Bölge Adliye Mahkemesi: “Sadakat Borcuna Aykırı”
Karara itiraz eden işveren, konuyu Ankara Bölge Adliye Mahkemesi 30. Hukuk Dairesi'ne taşıdı. Dosyayı inceleyen mahkeme, işvereni haklı bularak yerel mahkeme kararını bozdu.
Mahkeme kararında şu ifadelere yer verildi:
“Davacının, daha önce yaşanan hırsızlık olayında işverenin yerine geçerek tasarrufta bulunduğu anlaşılmıştır. Disiplin soruşturması sonucu da gösteriyor ki, işveren için bu olayın affedilmesi söz konusu değildir. Davacının sadakat borcuna aykırı davrandığı açık olup, iş sözleşmesinin feshinin haklı nedene dayandığı kanaatine varılmıştır.”

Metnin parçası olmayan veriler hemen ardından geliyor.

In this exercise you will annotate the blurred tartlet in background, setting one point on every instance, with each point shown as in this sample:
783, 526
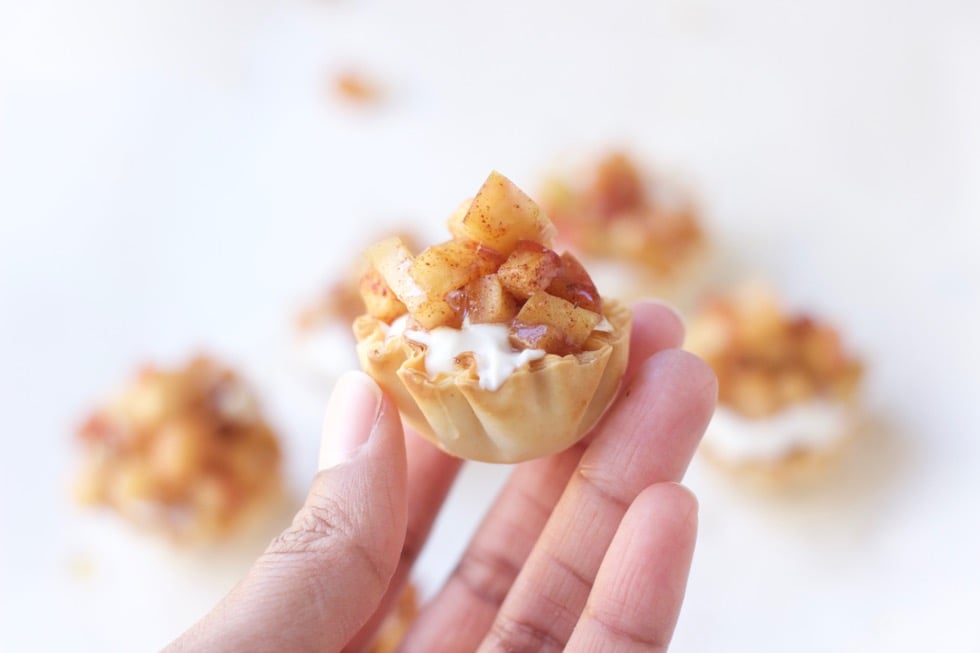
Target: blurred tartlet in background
639, 234
185, 452
787, 388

Bu gerekçelerle işverenin istinaf başvurusu kabul edilerek, yerel mahkemenin kararı kaldırıldı ve davanın reddine hükmedildi.
Yargıtay Son Noktayı Koydu
Kararın temyiz edilmesi üzerine dosya Yargıtay 9. Hukuk Dairesi tarafından incelendi. Yargıtay, bölge adliye mahkemesinin kararını usul ve yasaya uygun bularak onadı. Böylece işletme şefinin iş akdinin haklı fesih kapsamında sonlandırıldığı kesinleşmiş oldu.